St. Louis Activists Hopeful, But Bracing For Verdict In Derek Chauvin’s Trial
Activists from the St. Louis area hope a Minneapolis jury will find former police officer Derek Chauvin guilty of the murder of George Floyd last spring.
But community leaders say emotions are high in St. Louis and across the country because juries often acquit white officers accused of killing blacks.
The jury’s deliberations began Monday after the defense and prosecutors presented their final arguments in the seventh week of Chauvin’s trial. St. Louis activists said they were prepared for the verdict.
Chauvin is charged with accidental second degree murder, third degree murder, and second degree manslaughter.
Civil rights activists say if the jury finds Chauvin not guilty, widespread protests could result, much like last summer after video footage showed Chauvin kneeling on Floyd’s neck for more than 9 minutes. They could be worse, said Rev. Darryl Gray, who led or participated in dozens of peace protests over the past year.
“If people thought that the fundamental wave of activism behind George Floyd’s death was there – this intersectionality of generations, races and cultures – if people thought that was massive, they didn’t see anything,” Gray said.
A guilty verdict would send the message that police officers are not above the law, said John Bowman, St. Louis County NAACP president.

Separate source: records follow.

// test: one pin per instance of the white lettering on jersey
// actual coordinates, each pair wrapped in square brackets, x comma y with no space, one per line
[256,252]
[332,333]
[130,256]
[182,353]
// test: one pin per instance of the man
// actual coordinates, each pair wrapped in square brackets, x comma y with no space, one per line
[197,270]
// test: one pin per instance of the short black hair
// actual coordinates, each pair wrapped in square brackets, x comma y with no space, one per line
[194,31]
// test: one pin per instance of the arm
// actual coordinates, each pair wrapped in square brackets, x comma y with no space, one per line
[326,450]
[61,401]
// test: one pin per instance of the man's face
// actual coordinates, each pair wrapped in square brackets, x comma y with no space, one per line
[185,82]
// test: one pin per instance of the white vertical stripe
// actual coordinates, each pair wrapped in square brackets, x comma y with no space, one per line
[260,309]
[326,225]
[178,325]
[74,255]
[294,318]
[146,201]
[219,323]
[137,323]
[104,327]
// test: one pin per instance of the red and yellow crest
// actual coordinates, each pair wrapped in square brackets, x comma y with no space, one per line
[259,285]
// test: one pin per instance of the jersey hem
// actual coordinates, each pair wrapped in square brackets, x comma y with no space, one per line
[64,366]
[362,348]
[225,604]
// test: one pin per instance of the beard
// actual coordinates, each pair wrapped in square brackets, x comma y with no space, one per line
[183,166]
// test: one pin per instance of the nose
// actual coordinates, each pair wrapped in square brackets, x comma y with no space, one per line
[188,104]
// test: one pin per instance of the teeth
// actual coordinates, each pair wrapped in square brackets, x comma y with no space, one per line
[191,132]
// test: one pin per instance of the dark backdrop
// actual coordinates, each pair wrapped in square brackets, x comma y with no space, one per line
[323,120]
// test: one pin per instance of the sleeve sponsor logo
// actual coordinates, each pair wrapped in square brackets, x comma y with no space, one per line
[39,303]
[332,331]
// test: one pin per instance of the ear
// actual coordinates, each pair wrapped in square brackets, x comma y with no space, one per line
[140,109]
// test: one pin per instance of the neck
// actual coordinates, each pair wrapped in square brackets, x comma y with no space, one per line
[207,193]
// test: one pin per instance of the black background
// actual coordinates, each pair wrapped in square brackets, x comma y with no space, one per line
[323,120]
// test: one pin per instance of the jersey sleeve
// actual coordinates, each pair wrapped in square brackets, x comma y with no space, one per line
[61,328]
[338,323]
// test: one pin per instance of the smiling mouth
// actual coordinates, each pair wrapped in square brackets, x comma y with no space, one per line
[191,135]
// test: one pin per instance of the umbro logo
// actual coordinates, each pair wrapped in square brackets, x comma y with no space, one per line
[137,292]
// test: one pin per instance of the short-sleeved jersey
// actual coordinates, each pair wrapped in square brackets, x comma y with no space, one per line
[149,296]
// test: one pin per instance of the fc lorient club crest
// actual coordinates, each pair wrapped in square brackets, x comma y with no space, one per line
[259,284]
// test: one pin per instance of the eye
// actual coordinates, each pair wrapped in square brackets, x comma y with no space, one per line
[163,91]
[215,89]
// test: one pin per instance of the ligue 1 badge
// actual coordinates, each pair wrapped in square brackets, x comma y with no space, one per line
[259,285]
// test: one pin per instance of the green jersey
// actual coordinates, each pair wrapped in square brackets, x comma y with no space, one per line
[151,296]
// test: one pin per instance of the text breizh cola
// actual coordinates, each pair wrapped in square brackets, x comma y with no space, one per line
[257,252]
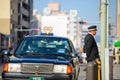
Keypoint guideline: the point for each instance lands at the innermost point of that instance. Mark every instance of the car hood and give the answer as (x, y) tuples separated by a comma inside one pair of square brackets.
[(55, 60)]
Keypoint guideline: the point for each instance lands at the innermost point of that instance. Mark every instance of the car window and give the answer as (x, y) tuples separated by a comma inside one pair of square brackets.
[(44, 45)]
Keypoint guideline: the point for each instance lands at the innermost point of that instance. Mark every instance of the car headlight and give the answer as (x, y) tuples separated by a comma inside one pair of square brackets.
[(12, 67), (67, 69)]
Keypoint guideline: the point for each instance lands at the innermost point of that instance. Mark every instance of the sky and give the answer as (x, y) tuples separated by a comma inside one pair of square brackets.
[(88, 10)]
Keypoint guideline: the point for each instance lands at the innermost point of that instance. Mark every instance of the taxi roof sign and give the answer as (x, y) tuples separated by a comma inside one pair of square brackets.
[(47, 29)]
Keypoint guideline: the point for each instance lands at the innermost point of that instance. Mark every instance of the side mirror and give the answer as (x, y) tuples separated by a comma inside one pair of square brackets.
[(5, 55)]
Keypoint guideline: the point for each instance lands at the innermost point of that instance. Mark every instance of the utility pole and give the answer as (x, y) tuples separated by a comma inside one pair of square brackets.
[(104, 52)]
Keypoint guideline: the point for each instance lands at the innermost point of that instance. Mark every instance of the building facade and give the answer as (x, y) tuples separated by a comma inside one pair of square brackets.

“I think it is a clear shot through voting in the police unions that you will no longer be able to take these typical defense arguments and go wrong,” he said.
Video footage of Chauvin’s actions in May, which shocked the nation, could help convince the jury to find Chauvin guilty. But that doesn’t mean the judicial system will suddenly hold all cops accountable for such deaths, said Emanuel Powell, an attorney for Arch City Defenders.
“Even if found guilty, the extent, length of these criminal proceedings, the amount of evidence presented, the nature of the testimony presented, is what it takes to find it [Chauvin] guilty of suicide and we know that so often doesn’t happen to the average person on the street, ”Powell said.
If Chauvin is found not guilty, it would be another indication that police officers will not be held accountable for their actions.
“Let’s not forget Eric Gardner, for example,” Powell said, noting that a New York police officer who had put Garner in a stranglehold was not charged when he died in 2015. “These stories are cyclical, they come every few years, a terrible story about what the police did. The criminal justice system allows these things. I think we see it as extreme on this case, but there are so many cases of police violence. “
After Floyd’s death, people across the country protested to decipher what had happened to him and Breonna Taylor, who was shot and killed by a Louisville police officer.
For the St. Louisans, her death was a stark reminder of similar deaths in St. Louis. Protesters took to the streets four years ago after former St. Louis Police Officer Jason Stockley was convicted of non-first degree murder in the 2011 shooting of Anthony Lamar Smith.
“Go back to Stockley’s acquittal and how peaceful protesters weren’t met with the police on the sidelines, they’re in riot gear, pepper spray, we saw that in St. Louis,” Powell said. “I’m worried that this will or could happen.”
St. Louis activists say they are determined to stop the police brutality whatever the Minneapolis jury decides.
Activists will continue to work to hold police accountable, said LadyAshley Gregory, Forward Through Ferguson’s director of community partnerships.
“When we saw that this is a system that tries to project itself whether Chauvin was found guilty or innocent, we saw what we saw and that work continues,” said Gregory.